Langston Hughes’s Grandma Mary Writes a Love Letter to Lewis Leary Years after He Dies Fighting at Harper’s Ferry by Erica Dawson

Back from 2011, appearing on Blackbird. 

There is so much to love in this poem. How Dawson creates its voice and persona. How she builds narrative, setting, and tone through hints and telling details rather than exposition (she excels at this in all of her work). How she begins with an all-but-inconsequential pondering of the sounds of language–a casual, playful, unselfconscious remark that you just don’t expect to find in a poem. How she closes with a devastating metaphor that brings you (along with the speaker) down to your knees (and with a nod to Whitman, as well). How she does this:

Damn all Octobers, sin,
Forgiveness. Dam the streams until
Oceans of buried brothers spill
Like grief beneath the skin

Of rivers. […]

Happy Birthday to the Upstart Crow!

Today is the birthday of William Shakespeare. Yves Bonnefoy has written a letter to Shakespeare, which you can read over at the Fortnightly Review. I found it very absorbing indeed, a richly textured piece of imaginative criticism. Here’s a passage where I felt sparks flying: “This stage with nothing but itself–this metaphysical place, in short–mirrors the dimensions of the hope we peg to language. It offers itself unreservedly to what is sought by poets, always much more than the letter of their work. It permits us to glimpse what is unsayable in their perception of the world, or hidden in their relation to themselves: two things that are inexpressible. Their conjunction, their mutual consumption, is the event of poetry….”

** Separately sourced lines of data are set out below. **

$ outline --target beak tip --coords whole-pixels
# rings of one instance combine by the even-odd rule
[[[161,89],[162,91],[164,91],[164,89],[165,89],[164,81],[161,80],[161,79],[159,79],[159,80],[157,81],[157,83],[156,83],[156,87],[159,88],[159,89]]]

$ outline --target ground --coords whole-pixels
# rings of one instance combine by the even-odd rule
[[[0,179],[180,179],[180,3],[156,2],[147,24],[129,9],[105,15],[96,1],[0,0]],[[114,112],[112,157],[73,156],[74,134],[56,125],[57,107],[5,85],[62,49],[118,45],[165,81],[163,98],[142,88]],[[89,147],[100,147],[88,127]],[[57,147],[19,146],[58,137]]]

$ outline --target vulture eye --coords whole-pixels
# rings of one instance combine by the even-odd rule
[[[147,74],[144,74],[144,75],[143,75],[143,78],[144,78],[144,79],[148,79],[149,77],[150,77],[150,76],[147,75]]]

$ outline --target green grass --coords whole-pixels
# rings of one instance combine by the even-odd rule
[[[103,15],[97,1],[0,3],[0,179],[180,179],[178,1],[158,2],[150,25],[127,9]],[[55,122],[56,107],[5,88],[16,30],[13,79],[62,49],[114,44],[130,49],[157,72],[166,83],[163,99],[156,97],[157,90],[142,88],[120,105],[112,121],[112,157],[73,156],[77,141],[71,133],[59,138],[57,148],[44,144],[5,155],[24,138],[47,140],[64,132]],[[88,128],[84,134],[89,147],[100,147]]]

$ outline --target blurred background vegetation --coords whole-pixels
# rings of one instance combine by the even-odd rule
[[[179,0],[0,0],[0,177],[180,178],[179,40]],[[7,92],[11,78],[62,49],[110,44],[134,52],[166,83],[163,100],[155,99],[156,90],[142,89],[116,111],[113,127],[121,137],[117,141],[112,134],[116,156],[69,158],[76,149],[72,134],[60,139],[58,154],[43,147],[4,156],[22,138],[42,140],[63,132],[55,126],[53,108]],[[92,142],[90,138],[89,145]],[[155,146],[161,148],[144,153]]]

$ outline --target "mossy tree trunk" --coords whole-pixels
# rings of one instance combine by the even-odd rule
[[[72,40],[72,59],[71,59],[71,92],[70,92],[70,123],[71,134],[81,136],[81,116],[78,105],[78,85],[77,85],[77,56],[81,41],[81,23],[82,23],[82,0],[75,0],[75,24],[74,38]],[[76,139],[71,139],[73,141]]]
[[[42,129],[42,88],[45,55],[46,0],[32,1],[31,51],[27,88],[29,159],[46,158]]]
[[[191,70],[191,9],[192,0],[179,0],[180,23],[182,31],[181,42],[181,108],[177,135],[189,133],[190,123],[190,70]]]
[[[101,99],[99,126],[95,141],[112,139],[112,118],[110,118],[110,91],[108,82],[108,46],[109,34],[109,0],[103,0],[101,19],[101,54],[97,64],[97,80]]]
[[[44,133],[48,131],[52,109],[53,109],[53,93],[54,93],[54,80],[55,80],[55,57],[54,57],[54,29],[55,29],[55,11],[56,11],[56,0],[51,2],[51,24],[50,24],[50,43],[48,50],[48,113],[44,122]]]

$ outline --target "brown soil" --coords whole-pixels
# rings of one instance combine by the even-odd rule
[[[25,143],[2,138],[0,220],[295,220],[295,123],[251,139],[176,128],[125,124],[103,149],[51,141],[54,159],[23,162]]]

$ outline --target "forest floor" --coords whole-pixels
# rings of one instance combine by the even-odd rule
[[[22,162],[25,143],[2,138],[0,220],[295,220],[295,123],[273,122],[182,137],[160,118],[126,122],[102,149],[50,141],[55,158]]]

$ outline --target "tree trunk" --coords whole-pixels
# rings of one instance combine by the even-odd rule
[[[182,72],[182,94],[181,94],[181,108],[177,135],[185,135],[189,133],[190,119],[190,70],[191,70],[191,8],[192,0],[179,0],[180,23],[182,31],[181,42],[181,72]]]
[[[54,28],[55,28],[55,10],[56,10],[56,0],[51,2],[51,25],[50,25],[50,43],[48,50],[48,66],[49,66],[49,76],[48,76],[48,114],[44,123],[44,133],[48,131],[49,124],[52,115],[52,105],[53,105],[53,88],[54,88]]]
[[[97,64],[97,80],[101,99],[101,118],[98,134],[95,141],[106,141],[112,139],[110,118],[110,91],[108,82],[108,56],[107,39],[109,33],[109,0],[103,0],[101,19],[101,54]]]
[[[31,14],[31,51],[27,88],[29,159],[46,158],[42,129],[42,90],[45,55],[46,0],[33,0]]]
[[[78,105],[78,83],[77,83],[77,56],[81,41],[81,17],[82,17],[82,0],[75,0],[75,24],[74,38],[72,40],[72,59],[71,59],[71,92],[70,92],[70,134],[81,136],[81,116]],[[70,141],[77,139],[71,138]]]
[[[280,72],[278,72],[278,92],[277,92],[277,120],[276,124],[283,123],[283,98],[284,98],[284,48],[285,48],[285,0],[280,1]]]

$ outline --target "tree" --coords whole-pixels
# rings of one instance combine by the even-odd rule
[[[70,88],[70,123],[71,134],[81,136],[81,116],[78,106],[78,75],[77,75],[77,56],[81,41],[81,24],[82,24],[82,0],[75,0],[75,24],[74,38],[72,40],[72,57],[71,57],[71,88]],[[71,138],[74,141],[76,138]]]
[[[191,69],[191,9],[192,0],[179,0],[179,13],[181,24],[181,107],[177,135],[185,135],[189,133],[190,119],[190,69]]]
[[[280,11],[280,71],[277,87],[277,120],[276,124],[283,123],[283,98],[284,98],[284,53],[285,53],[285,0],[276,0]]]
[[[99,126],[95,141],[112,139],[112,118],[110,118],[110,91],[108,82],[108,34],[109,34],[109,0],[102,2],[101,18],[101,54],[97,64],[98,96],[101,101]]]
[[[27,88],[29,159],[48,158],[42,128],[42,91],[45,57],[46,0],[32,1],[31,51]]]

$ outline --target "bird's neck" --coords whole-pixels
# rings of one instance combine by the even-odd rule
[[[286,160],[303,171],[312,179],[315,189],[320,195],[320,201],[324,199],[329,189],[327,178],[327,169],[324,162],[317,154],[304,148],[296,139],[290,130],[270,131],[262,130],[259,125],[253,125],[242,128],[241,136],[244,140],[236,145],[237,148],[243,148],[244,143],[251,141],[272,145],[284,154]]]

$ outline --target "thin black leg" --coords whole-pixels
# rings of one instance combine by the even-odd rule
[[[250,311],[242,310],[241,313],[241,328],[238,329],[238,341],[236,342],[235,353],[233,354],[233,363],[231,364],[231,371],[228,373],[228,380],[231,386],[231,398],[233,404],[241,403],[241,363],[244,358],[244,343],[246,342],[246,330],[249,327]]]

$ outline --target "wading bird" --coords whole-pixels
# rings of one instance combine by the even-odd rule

That’s just a little taste. I promise you, this piece will absorb you completely.

“First Born, Last Born” by A.E. Stallings

Check this out, over at Unsplendid. 

What I love about this poem is its perfect combination of wit and poignancy. Cleverness is often called out as a weakness in poems, either because it detracts from the communication of feeling or because the critic derides it as a matter of course. I don’t know what to say to the critic who will stomach no wit whatsoever, but I can say that, in the case of this poem, wit and sentiment perform a breathtaking balancing act. Phrases like “Your firsts were first” might be too clever without the balance provided by “We bit our lips if you were ever slow/to reach some milestone….” Conversely, if all the poem had to offer was this lip-biting, without the biblical allusions of “In the beginning” and “Your alphas are omegas”–it would perhaps descend into mawkishness. I’ve been a fan of Stallings since her debut collection, Archaic Smile, and this sonnet is a beautiful addition to her work.

“The Millihelen” by Matthew Olzmann

I would like to launch this blog by sharing a poem about the launching of ships. Several of my friends on Facebook shared this poem yesterday, and I have been reading it over and over. I love how it takes a little fragment of the linguistic whirlwind that is our current cultural climate (an entry from Urban Dictionary!) and expounds upon it, expanding it from clever shard of language into a whole world all its own. On top of that, Olzmann manages to employ Achilles, Odysseus, and the gang without resorting to a tired repetition of the same old stories. My favorite moment in the poem: “it sails/straight out of history into a night so unknowable,/not even the blind eyes of Homer can guess where it will land.” That, to me, is pure ars poetica. Sailing into the unknown.